The Informant ! a certes peu à voir avec Che. Il se trouve plutôt à la croisée d’Erin Brockovich et des variations sur les genres, Ocean’s, The Good German. Le mélange profite aux deux tendances. Rien ici du pathos de Brockovich - mais sa forme-enquête. La légéreté Ocean maintient l’équilibre - sans son romantisme, celui aussi du Di Caprio de Catch Me. Spielberg imaginait un menteur-jouisseur. Le cas Whitacre, entre mythomanie et mensonge de pouvoir, est plus complexe. C’est un manipulateur. Et un innocent. Ses pensées en voix off témoignent de sa bonne foi en même temps que l’intrigue révèle son talent de comploteur. Whitacre vend la mèche des fraudes de sa compagnie. Mais il en profite pour se livrer tranquillement à des détournements de fonds et caresse l’espoir de passer PDG de l’AMD une fois toutes les têtes coupées. Son interlocuteur est un officier du FBI trop heureux de l’ampleur de l’affaire pour voir que la taupe est louche. Un seul s’interroge : qui est ce mec ? A-t-on déjà vu un type qui gagne des millions et dénonce sa compagnie ? On balaie ses questions en une seconde.

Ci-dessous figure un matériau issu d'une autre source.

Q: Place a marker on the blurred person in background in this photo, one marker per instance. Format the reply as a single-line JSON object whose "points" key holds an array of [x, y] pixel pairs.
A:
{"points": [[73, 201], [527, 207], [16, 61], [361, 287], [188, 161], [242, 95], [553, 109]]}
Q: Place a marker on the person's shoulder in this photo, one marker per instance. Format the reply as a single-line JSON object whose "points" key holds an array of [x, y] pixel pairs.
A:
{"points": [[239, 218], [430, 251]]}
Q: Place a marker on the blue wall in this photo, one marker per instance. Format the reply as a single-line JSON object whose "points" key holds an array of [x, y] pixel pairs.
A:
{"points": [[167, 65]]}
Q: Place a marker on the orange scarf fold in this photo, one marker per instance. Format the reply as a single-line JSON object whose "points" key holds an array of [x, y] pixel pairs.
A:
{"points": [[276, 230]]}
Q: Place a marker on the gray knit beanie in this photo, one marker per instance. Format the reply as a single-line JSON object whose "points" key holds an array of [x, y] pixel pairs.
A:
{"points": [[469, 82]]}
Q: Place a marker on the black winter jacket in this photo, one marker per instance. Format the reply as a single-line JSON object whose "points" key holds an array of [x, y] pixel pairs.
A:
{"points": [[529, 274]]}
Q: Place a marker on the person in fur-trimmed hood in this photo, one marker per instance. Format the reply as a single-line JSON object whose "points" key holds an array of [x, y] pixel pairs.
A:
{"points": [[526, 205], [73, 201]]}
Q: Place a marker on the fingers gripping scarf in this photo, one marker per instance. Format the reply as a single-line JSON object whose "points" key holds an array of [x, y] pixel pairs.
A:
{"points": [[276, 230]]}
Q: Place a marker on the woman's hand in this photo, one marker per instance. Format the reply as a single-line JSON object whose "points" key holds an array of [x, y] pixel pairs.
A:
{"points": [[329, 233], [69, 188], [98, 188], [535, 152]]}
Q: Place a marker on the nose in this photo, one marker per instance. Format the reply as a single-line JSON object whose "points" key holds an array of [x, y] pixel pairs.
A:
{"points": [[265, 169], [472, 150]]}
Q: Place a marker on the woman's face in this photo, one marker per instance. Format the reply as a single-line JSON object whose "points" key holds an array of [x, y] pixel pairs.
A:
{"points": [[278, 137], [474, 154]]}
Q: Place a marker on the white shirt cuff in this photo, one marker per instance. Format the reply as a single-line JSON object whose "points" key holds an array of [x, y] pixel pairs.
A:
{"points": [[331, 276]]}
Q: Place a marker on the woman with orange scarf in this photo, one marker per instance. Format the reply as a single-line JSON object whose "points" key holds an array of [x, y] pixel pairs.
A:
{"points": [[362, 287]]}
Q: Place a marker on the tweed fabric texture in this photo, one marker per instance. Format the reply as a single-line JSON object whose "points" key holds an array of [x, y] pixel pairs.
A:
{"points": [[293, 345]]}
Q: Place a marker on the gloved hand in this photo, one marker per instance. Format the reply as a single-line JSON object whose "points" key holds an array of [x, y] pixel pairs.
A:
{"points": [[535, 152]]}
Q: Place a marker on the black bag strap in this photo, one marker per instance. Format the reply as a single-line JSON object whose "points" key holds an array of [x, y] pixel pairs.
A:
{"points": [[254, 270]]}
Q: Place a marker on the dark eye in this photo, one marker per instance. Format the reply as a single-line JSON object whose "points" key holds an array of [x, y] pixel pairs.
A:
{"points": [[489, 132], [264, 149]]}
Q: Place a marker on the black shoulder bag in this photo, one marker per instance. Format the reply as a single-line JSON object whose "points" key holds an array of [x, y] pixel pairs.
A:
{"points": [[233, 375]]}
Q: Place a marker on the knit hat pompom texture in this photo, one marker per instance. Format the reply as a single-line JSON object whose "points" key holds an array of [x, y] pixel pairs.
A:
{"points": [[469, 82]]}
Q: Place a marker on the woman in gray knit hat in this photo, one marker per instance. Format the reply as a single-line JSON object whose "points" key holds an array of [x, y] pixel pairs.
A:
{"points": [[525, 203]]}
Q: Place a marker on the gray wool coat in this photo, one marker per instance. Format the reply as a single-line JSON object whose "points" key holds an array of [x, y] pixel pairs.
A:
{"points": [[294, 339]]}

En amont, le film avance un propos sur la double vitesse de la justice. Une fois confondu, notre héros, le pion haut placé de l’entreprise, écope de 8 ans de prison. Les chefs qui volent à échelle internationale, seulement 3. Mais il y a plus frontalement une mise à plat. L’un comme l’autre, la firme et son cadre qui la joue perso, conquièrent le pouvoir par le mensonge. Soit. Mais ils mentent surtout les mains propres, sans y toucher. A une réunion des businessmen que Damon épie pour les flics, il parvient à extirper de leur langage policé le gros mot "agreement" : l’arrangement, le crime qui ne se dit pas. On se croirait dans un langage d’Endlosung.

Le crime ne s’affiche pas ; il n’existe pas. Le film montre un profit qui s’exerce d’autant mieux qu’il se donne une parfaite image de transparence de la justice ; que son organisation est lisible comme un incontournable travail de bien - Damon en fait son leitmotiv, « I’m a good guy ». Une telle forme de pouvoir, à l’échelle d’une société, a son nom : la démocratie libérale. Et son dupe, le citoyen. Même en mettant de coté le piètre Capitalism de Michael Moore et en émettant des réserves sur l’excès de moorisme et d’obamisme du documentaire pro-bolivarien d’Oliver Stone, le néolibéralisme n’a pas fini d’être secoué, jusque dans ses fondations constitutionnelles, par cette sélection vénitienne. Scheherazade et The Informant ! sont pour l’instant les fictions qui frappent le plus fort et le plus juste.